Holding the public event with KTOO also allowed me to tap into radio and television audiences that I couldn’t have reached on my own. The forum was recorded by KTOO, edited, and subsequently rebroadcast two separate times to the station’s Juneau-area TV viewers. It also prompted in-person conversations between me and stakeholders who attended the event that will inform my future reporting. And one of the Indigenous experts on the panel—who was added after he saw our flyer and requested to participate—became a key, featured source in a subsequent story. Had we not organized the panel, I never would have come into contact with him.

Impacts of the project

It’s still too early to assess the impact of the project, but I think it’s fair to say that the wide republishing of my stories has generally raised awareness of the loss of rural fisheries access in Alaska. Multiple outlets followed my stories with originally reported stories of their own. Lawmakers are said to be considering the creation of a working group to tackle the issue.

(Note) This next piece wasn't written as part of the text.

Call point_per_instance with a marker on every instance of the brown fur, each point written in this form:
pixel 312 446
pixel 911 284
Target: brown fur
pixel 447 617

“The StoryReach Fellowship gave me the resources I needed to build the kind of strong, sturdy foundation that’s key in tackling a major social problem.”

I also learned important lessons about the value of defining and engaging audiences as a project develops, not just once it’s finished. It was really the process of laying the groundwork to reach my target audiences that led me into the most productive relationships with publishing partners. Those relationships actually shaped the reporting process, as local journalists put me in touch with their own sources, published interviews with me that put my project on the radar of fishermen and tribal leaders, and shared important context that might not have otherwise made it into my stories.

The StoryReach Fellowship gave me the resources I needed to build the kind of strong, sturdy foundation that’s key in tackling a major social problem. And now that that foundation is there, I plan to keep building on it, with more stories and reporting planned for even after the fellowship formally finishes. I expect the lessons I’ve learned to inform that work—and much of the work that I do in the rest of my career.